StevieLorna wrote:Woodsman please re-read what I typed.
I have done so. As usual, I think we're not so far apart in our thinking. My point is that I don't have any problem with a person getting a thrill out of either seeing other naked people or being seen naked by other people, as long as they don't make an issue of it or change their behavior towards me because of it. I don't care what goes on inside their heads, nor do I feel a need to police it.
I remember sharing a hot tub many years ago with some Scandinavian women who were touring the US as part of an athletic program.
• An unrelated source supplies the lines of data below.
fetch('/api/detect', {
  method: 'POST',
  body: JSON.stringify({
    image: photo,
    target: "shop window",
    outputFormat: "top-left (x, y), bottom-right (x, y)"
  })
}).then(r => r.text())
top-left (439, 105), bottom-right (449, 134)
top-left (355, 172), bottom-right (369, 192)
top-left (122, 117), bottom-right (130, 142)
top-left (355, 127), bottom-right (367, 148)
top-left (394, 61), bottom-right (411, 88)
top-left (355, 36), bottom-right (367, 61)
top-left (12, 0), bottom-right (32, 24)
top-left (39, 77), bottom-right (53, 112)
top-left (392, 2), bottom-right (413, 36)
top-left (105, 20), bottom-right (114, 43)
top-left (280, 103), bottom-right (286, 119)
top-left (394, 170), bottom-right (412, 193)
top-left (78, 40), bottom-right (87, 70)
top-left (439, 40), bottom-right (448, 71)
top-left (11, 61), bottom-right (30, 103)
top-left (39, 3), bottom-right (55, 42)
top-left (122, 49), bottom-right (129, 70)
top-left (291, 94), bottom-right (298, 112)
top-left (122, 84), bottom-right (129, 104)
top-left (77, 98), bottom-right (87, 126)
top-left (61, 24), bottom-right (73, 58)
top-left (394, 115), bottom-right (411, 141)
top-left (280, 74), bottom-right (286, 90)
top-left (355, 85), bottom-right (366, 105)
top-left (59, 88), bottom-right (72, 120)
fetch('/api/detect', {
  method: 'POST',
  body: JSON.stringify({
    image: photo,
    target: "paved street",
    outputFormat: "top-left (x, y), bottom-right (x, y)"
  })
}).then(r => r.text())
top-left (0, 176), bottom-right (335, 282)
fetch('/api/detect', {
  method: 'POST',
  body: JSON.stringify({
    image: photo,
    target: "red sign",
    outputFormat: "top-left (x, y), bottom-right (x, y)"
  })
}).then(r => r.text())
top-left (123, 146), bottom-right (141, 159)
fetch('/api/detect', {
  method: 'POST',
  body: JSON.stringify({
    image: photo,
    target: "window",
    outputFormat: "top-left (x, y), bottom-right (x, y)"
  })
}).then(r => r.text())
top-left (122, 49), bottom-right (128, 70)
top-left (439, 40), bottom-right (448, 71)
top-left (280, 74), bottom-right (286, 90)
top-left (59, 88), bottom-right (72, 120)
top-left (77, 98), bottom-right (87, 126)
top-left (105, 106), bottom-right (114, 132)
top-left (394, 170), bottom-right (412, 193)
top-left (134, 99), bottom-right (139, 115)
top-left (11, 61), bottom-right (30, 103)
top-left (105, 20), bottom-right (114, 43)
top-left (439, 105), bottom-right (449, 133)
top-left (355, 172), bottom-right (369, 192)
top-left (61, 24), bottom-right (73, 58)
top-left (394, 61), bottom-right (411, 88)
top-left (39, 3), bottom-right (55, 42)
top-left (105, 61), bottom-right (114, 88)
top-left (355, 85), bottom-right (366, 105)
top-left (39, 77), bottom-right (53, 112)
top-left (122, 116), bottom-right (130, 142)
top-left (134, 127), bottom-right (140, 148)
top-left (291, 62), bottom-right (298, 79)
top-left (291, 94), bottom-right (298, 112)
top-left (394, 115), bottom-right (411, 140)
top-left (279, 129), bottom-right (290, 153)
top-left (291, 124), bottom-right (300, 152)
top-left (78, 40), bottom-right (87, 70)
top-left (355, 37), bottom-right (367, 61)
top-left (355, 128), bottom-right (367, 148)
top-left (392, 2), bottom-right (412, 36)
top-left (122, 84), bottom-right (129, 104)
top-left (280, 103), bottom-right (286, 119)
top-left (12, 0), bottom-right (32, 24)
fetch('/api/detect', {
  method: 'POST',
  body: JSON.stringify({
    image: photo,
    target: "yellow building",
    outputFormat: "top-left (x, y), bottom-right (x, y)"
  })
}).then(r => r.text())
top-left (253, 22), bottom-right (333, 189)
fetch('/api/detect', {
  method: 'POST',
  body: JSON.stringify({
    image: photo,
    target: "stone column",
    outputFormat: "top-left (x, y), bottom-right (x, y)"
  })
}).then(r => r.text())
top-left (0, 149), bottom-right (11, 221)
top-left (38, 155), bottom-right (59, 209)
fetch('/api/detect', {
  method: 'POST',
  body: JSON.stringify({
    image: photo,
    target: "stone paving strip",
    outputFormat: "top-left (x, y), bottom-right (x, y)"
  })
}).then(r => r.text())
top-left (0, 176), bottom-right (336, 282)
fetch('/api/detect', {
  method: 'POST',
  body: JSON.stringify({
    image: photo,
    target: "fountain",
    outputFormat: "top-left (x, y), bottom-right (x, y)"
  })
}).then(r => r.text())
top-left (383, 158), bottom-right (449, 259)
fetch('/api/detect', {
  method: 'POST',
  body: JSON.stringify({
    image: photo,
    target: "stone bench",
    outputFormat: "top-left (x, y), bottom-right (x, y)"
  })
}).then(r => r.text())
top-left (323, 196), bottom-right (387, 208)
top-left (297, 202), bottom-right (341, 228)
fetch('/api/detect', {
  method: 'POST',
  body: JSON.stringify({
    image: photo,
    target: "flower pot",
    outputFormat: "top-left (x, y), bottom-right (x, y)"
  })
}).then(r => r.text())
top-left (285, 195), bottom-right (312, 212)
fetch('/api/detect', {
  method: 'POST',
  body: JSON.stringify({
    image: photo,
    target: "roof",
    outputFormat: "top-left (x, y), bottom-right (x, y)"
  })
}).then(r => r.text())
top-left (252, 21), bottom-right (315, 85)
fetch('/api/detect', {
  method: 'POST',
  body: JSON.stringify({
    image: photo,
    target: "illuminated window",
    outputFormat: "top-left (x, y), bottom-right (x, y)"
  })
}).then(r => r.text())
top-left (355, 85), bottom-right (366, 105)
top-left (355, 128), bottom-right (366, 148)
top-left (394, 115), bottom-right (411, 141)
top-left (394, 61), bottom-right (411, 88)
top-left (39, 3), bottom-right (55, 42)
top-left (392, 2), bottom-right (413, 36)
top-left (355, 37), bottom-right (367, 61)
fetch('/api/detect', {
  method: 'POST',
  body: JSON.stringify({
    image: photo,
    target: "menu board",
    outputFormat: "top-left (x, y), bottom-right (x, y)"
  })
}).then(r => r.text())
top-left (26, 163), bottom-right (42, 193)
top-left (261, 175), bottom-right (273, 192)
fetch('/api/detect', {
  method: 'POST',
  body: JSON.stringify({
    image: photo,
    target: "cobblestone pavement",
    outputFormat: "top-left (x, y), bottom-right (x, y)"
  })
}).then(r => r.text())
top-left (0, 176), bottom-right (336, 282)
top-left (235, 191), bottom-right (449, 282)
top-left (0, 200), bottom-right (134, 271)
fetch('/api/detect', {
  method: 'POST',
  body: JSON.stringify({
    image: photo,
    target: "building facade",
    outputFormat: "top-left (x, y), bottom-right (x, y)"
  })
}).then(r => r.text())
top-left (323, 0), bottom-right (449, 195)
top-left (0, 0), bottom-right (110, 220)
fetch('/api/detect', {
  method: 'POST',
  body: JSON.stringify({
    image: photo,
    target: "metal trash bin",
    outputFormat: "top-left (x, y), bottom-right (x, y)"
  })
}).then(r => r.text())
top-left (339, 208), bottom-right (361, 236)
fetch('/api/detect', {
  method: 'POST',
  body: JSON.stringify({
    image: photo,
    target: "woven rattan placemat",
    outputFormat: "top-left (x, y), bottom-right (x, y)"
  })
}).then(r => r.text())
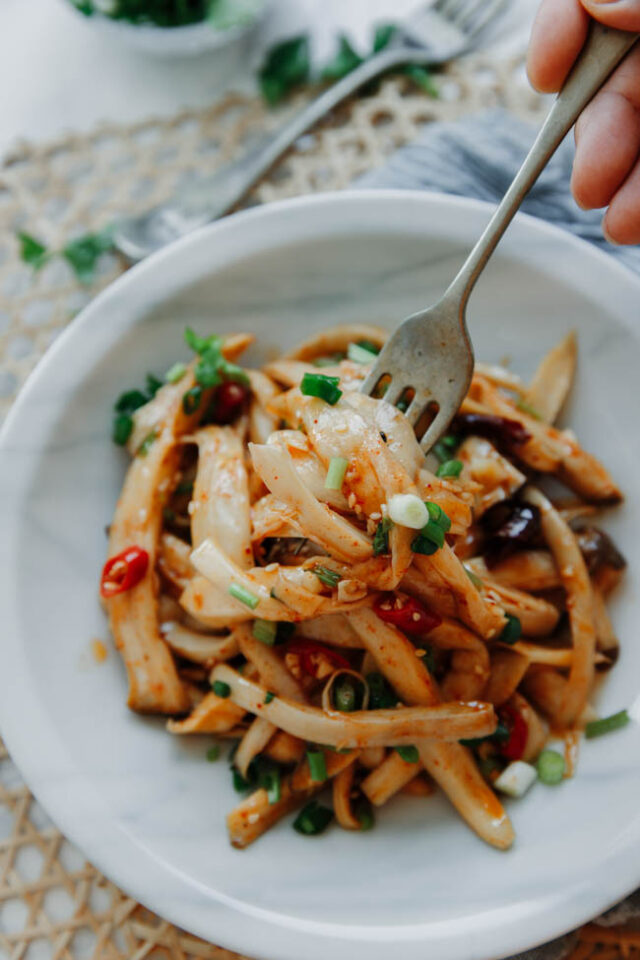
top-left (0, 57), bottom-right (640, 960)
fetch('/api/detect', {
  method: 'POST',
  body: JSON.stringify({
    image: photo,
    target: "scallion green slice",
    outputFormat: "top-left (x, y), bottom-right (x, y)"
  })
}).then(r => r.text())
top-left (300, 373), bottom-right (342, 406)
top-left (536, 750), bottom-right (566, 786)
top-left (293, 800), bottom-right (333, 837)
top-left (498, 613), bottom-right (522, 644)
top-left (228, 583), bottom-right (260, 610)
top-left (584, 710), bottom-right (631, 740)
top-left (164, 363), bottom-right (187, 383)
top-left (252, 624), bottom-right (278, 647)
top-left (347, 343), bottom-right (376, 363)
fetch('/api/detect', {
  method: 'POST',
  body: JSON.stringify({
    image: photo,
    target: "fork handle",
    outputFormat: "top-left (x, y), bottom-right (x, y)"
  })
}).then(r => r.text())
top-left (445, 21), bottom-right (639, 317)
top-left (160, 46), bottom-right (432, 229)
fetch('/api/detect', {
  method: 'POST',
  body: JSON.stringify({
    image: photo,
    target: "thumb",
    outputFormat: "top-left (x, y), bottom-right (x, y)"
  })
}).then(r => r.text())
top-left (580, 0), bottom-right (640, 32)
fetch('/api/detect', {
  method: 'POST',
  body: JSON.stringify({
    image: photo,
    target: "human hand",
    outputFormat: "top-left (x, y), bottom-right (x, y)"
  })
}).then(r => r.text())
top-left (527, 0), bottom-right (640, 244)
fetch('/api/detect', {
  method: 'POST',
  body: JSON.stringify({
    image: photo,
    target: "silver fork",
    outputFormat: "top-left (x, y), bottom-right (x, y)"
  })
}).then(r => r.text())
top-left (113, 0), bottom-right (508, 262)
top-left (362, 22), bottom-right (638, 453)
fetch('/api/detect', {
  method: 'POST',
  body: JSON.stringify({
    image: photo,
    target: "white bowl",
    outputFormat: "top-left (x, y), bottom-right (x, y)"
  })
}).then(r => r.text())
top-left (67, 0), bottom-right (267, 57)
top-left (0, 191), bottom-right (640, 960)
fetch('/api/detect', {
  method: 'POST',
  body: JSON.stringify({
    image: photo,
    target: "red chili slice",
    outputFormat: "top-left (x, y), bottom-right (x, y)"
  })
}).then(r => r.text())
top-left (100, 546), bottom-right (149, 600)
top-left (213, 380), bottom-right (249, 423)
top-left (373, 593), bottom-right (442, 636)
top-left (287, 640), bottom-right (351, 677)
top-left (498, 705), bottom-right (529, 760)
I couldn't help but admire their perfectly shaped and toned bodies, and found myself fantasizing about getting to know them in a more "Biblical" way. Was that voyeurism? By one definition, it was. But my behavior toward them was utterly correct; we talked about their sport, and how the tour was going, and what the differences were between the way it was practiced here versus in Europe. And did they enjoy displaying their bodies to the rest of us? It's possible. But they were never more than friendly in their deportment; if they got any thrill from it, they kept it to themselves.
And that's the way it should be. None of us are perfect. As long as we are sexual animals, we will find eroticism in many places in our social lives. If a "perfect nudist" is one who never, never displays the slightest tendency toward voyeurism or exhibitionism, and purges every vestige of those "perversions" from their minds, then I don't want to be a "perfect nudist." But I try to be a perfect gentleman.